B'z singles chronology
| "Ichibu to Zenbu/Dive" (2009) | "My Lonely Town" (2009) | "Sayonara Kizu Darake no Hibi yo" (2011) |

= My Lonely Town =

"My Lonely Town" is the forty-seventh single by B'z, released on October 14, 2009. The single features an original song and a ballad version of the previous single as b-sides. In addition, the single was also released in a limited edition, coming with a DVD with the music video.

Hashima Island, an old deserted mining island in Nagasaki Prefecture which had been recently reopened to visitors after being closed off for 35 years, was used as the location for the filming of the music video. Photos for the CD cover and packaging were also shot there.

The single debuted at the number-one spot on the Japanese daily Oricon Singles Chart, selling about sixty-five thousand copies in one day. On the Oricon weekly charts, the single debuted at No. 1, with the first week sales of 180,723 copies. With the number-one debut, the single became their 43rd number-one single on Oricon weekly charts. It also reached number one on the Billboard Japan Hot 100 and the Top Singles Sales chart.

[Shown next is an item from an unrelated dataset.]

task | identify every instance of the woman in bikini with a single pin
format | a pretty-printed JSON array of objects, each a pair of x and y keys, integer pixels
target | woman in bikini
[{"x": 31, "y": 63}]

The Recording Industry Association of Japan certified the single Platinum for its shipment of 250,000 copies.

== Track listing ==
1. My Lonely Town - 3:38
2. Kirei Na Namida (綺麗な涙) - 4:13
3. Ichibu to Zenbu -Ballad Version- (イチブトゼンブ -Ballad Version-) - 3:22

==Certifications==

| Region | Certification | Certified units/sales |
| Japan (RIAJ) | Platinum | 250,000^{^} |
^{^} Shipments figures based on certification alone.